Re: Secure C library



P.J. Plauger wrote:
> "David Wagner" <daw@xxxxxxxxxxxxxxxxxxxxxxxx> wrote:
> > In general, the interface doesn't seem like it has been designed; it
> > seems like someone just took the existing string-related functions and
> > tweaked them with a max str len. But some of the old unbounds-checked
> > string functions don't make much sense once you add bounds-checking
> > (if they ever did). It seems like if one had put some thought into
> > designing an interface just for the purpose of reducing the frequency
> > of security bugs, and studied the history of problems in the current
> > interfaces, one could do better.
>
> Well, that's in fact exactly what Microsoft did. They came up with a
> library that could be incrementally retrofit to existing C code to
> make buffer size decisions more visible, in response to their extensive
> data about the commonest sources of bugs and security gaffes. They
> then spent a couple of years refining the library *and converting
> millions of lines of C code to use it*.

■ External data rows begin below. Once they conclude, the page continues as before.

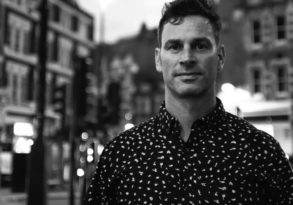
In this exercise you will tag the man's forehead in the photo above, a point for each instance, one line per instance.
(195, 25)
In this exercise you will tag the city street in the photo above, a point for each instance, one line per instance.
(58, 198)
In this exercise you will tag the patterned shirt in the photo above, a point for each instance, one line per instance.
(225, 161)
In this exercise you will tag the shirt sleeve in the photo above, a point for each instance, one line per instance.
(102, 189)
(279, 176)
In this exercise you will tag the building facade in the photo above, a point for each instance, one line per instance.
(268, 39)
(70, 36)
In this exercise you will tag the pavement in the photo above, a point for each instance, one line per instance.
(7, 197)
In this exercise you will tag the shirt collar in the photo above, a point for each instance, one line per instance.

You are looking to Microsoft for leadership on making code safer? Even
if you believe they knew something, Microsoft has only *very recently*
paid serious attention to security. They are relative newcomers.

The fact that they can convert 7 million lines of code, is a testament
to the amount of proprietary code they own, and their ability to push a
matra throughout their corporation, but I can't tell whether this is
being driven by a PR message or by a truly deep technical motivation.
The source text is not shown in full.